By abandoning most pretences at being modern, however, Voodoo Lounge finds the band awake, and concentrating, as they had not done in perhaps sixteen years. “Love Is Strong,” “You Got Me Rocking” and “Sparks Will Fly” were rockers strong enough to send Primal Scream flying into the ether - at one point on “Rocking,” Jagger shrieks wordlessly, as though tobogganing into a sarcophagus; elsewhere on the song he declaims “there ain’t no stoppin’ me!,” while Keith and Ronnie’s twin guitars twist their sliding fabrics of feedback. On “Sparks Will Fly,” which sounds faster than any early nineties rock retained the privilege to accelerate, Jagger exclaims “Quit playin’ CARDS!” He turns into Iggy Pop (“Ooh I wanna fuck your sweet ass”) as the band merrily piles up on each other in the manner of rogue dodgems. Mick even offers us a cackle straight out of Paul Lynde.
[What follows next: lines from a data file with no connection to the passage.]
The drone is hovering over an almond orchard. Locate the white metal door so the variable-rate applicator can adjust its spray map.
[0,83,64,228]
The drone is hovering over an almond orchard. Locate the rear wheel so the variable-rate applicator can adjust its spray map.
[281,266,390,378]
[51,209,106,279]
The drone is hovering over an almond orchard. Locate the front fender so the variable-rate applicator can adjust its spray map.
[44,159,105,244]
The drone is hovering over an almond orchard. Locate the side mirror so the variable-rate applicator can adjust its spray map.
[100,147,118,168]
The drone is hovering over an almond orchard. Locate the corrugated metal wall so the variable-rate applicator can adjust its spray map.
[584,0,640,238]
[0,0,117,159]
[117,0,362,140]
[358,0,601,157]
His howl of “Gonna catch fire – pyromaniac!” directly anticipates “Firestarter.”

 

Charlie Watts’ drums make an especial, almost James Earl Jones-like impact throughout the record – his rolls on “Moon Is Up,” set against Wood’s purposely wayward pedal steel, are particularly miraculous. “I Go Wild” and “Brand New Car” are sensual and pulsatile – those languid, sleazy horns on the latter, directly (and unsurprisingly, given who is producing here) out of the first Was (Not Was) album (complete with the same saxophonist, David McMurray) if you succeed in blotting out the terrible lyrical double entendres.

 

“New Faces” and “Blinded By Rainbows” are soft lullabies for the apocalypse – consider the Bono-esque imagery heaped upon the latter song’s climax (“Do you feel the final hour?”) – whereas “Out Of Tears” is the most exhausted and profound ballad the Stones ever recorded, with its astute use of piano, its clearly-defined yet modest lead guitar lines, Jagger’s whispered restraint, perfect inter-band dynamic discipline and a subtly rhetorical use of my favourite pop architectural device, the Picardy third. The singer is now too old and weary even to mourn; he has simply resigned. “Baby Break It Down” is an ominous singalong  which might act as a Generation X “Soul Survivor” – what is the consequence when you can always get what you want?

 

As for Keith, he tries very hard not to be Tom Petty in “The Worst” (and indeed Benmont Tench is intermittently to hand throughout this album), but the six engaging minutes of “Thru & Thru” are quite phenomenal, sung like Springsteen’s relaxed uncle and floating in streams of ambience until Watts’ terrifying Robocop judge’s gavel thunders a heartbeat into the landscape. Yet it never really resolves, indicating that the Stones can never stop, not simply because they do not know how to stop, but also because they do not understand why they should.